3. Seismotectonic setting
The M > 5.5 historical seismicity of north-eastern Friuli - western Slovenia, extracted from the Parametric Catalogue of Italian Earthquakes CPTI15 (Rovida et al., 2016), is reported in Fig. 2. In particular, four seismic events with M ≥ 6.0 affected the study area.
The 1348 Julian Alps event (MW = 6.6) caused heavy damage in Carinthia region (Austria), where IX MCS intensity was assigned; the quake was felt even in western Slovenia and northern
Italy where VIII - IX MCS intensity points are reported. The 1511 (MW = 6.3) Friuli - Slovenia earthquake affected a very wide area, spanning from Alessandria (NW Italy) to Ljubljana as far as northern Apennines.

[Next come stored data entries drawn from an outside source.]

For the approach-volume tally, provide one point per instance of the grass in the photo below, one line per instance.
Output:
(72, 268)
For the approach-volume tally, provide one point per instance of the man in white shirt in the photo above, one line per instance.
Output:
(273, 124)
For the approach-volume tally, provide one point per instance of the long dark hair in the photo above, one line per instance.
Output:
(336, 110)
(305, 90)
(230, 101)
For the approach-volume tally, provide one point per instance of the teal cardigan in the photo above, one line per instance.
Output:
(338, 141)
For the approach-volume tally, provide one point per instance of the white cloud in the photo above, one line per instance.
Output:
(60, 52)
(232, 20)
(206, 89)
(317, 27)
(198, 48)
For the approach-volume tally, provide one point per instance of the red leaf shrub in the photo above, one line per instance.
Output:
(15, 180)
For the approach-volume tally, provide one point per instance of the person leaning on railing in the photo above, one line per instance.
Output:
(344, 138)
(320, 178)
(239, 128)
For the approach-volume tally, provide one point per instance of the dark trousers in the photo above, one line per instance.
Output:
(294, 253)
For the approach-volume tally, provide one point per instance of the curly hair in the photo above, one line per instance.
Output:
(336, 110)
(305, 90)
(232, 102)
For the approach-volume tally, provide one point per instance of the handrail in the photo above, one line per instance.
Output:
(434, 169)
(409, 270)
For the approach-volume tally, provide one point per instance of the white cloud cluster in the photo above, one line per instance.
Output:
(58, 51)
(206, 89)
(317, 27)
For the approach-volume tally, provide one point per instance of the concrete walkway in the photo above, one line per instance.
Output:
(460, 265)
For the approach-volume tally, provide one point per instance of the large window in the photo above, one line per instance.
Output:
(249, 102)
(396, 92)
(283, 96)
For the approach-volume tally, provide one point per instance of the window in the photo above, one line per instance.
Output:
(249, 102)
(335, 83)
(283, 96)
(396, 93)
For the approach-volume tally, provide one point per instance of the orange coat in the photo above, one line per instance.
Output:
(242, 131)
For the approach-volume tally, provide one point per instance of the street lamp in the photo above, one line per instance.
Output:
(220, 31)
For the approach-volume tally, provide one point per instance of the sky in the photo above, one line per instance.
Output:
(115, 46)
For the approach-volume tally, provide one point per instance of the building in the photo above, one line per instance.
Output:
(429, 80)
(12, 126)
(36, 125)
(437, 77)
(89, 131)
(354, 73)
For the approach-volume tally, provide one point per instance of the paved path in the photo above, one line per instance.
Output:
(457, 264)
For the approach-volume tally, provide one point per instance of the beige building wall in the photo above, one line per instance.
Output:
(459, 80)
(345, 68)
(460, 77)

Recently, Camassi et al. (2011) indicate that the most damaged area was located between Gemona and Cividale del Friuli (I0 = IX), but VII - VIII MCS intensity points were assigned even to Slovenian localities. The 1928 (MW = 6.0) Carnia event hit the Tolmezzo area (I0 = IX). The 6 May 1976 devastating seismic event (MW = 6.4, I0 = IX-X) hit central Friuli.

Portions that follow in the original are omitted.